7.1. Backdoor Attacks

These are the type of attacks where hackers try gaining and retaining access to a computer system by bypassing security and authentication by hiding deceitfully [32][34]. A lot of research has been carried out to detect these attacks. Moreover, special signatures do exist for these attacks that help in detecting and analyzing their behaviour preferably using deep learning techniques.

7.2. Denial of Service Attacks (DoS)

In this attack a single attacker bombards the target with a large amount of data packets (for any protocol e.g., HTTP etc.) to consume its resources with this illegitimate traffic making it unavailable for legitimate ones. A lot of research has been carried out to detect such attacks using simple machine learning and deep learning approaches [33][35].

7.3. Distributed Denial of Service Attacks (DDoS)

These attacks are way more complex as compared to simpel DoS as in this case a large number of attackers send large amount of packets to a single target making it very hard to detect and stop. Lately, deep learning and Artificial Intelligence based approaches are proven out to detect these attacks with high accuracy [34][36].

7.4. Injection Attacks

These attacks encompass a wide variety of sub-categories where an attacker supplies a target with untrusted data or commands to subvert the built-in security and achieve desired malicious results. Injection attacks are more common in web applications where attacker supply unwarranted SQL statements which get processed by the target website resulting in exploitation. Machine learning and deep learning based solutions have proven efficient in combating these attacks as rule based Web Application Firewalls (WAFs) show less accuracy [35][37].

7.5. Man in the Middle Attacks (MiTM)

In these attacks attacker sits between two communicating parties unlawfully and relays the communication of messages between them without their knowledge and consent [36][38].

7.6. Password Attacks

These attacks aim at subverting password based authentication using any means ranging from cryptanalysis, hash matching or using social engineering techniques. There are many software solutions available which aid the process of password cracking and hash matching. These attacks can be categorized through special signatures and the use of such cracking solutions [37][39].

7.7. Ransomware Attacks

These attacks make the user data unavailable by encrypting it only to be rehabilitated once a hefty ransom is paid. These attacks have grown rapidly in the recent past and many machine and deep learning based techniques have been employed for their early detection and remediation [38][40].

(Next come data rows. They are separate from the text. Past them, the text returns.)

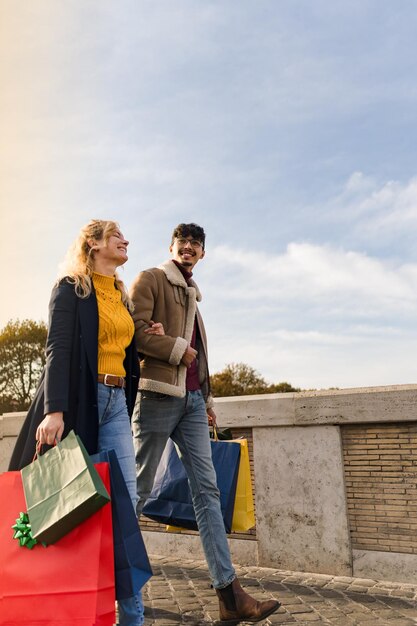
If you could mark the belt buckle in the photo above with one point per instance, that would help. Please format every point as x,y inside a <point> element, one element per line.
<point>105,381</point>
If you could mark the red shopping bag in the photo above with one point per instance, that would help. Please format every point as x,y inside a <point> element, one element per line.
<point>69,583</point>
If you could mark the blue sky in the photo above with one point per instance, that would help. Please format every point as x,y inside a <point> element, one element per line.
<point>287,128</point>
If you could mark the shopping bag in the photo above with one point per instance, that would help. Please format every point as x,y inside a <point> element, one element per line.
<point>131,562</point>
<point>244,510</point>
<point>70,583</point>
<point>170,499</point>
<point>62,489</point>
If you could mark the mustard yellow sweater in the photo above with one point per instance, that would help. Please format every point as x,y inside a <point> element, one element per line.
<point>115,326</point>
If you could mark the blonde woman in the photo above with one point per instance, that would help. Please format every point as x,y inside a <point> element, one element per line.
<point>91,375</point>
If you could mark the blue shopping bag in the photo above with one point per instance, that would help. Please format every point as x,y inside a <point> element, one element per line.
<point>131,562</point>
<point>170,499</point>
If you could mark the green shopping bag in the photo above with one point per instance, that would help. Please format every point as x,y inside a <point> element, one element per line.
<point>62,489</point>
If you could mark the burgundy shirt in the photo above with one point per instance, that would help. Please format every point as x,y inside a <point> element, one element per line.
<point>192,382</point>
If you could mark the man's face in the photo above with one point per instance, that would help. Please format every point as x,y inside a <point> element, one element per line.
<point>187,251</point>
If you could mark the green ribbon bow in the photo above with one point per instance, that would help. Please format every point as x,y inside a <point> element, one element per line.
<point>23,532</point>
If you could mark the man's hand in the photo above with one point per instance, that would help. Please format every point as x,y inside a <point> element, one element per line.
<point>189,355</point>
<point>155,328</point>
<point>211,416</point>
<point>51,428</point>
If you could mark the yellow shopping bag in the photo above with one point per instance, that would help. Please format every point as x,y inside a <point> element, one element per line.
<point>244,510</point>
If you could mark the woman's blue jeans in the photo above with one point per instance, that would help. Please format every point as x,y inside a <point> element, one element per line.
<point>115,434</point>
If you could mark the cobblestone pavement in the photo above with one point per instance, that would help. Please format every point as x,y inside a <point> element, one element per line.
<point>180,593</point>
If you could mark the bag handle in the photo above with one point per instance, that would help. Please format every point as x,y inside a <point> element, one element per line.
<point>38,448</point>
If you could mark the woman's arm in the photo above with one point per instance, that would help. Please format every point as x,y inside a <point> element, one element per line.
<point>62,315</point>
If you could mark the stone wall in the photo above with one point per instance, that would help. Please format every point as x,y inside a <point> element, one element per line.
<point>335,482</point>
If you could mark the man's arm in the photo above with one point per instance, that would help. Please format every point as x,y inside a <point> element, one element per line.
<point>144,294</point>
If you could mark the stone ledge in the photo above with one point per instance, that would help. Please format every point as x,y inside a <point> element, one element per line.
<point>343,406</point>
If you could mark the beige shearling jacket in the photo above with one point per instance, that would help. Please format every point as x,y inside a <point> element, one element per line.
<point>161,294</point>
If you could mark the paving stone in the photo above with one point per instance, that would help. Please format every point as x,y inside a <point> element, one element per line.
<point>180,593</point>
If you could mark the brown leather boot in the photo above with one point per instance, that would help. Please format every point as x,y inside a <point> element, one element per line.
<point>236,605</point>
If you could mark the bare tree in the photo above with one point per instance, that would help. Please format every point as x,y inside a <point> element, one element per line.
<point>22,357</point>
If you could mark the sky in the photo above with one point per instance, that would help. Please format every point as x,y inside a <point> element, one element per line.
<point>286,128</point>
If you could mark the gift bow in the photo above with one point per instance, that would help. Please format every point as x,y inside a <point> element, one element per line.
<point>23,531</point>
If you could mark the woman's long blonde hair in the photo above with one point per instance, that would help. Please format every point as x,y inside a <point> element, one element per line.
<point>78,266</point>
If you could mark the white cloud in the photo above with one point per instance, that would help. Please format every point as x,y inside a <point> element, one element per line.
<point>319,276</point>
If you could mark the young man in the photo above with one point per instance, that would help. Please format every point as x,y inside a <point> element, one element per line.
<point>174,401</point>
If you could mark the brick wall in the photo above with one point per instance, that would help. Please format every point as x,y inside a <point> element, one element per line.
<point>381,484</point>
<point>147,524</point>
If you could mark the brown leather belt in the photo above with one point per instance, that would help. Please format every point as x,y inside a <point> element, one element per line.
<point>112,381</point>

7.8. Scanning and Enumeration Attacks

These are basically the preattack steps attackers take in order to gain information about open ports, services running, vulnerable applications and enumerating users and groups etc. in the target system or network. This information later helps in maintaining and retaining access to the victim system. Attackers generally use tools such as NMAP and HPING for scanning and enumeration but the smart attackers can come up with custom scripts. Detection o these scanning payloads is important as they curb the attack before actually having it materialized [39][41].

7.9. Cross Site Scripting Attacks (XSS)

These attacks are specifically for web applications where the attacker uploads a malicious JavaScript to a remote website so that anyone visiting the website gets infected with it when his client (broswer) executes that JavaScript. Machine and Deep learning based solutions have been used to detect such attacks with high accuracy and precision [40][42].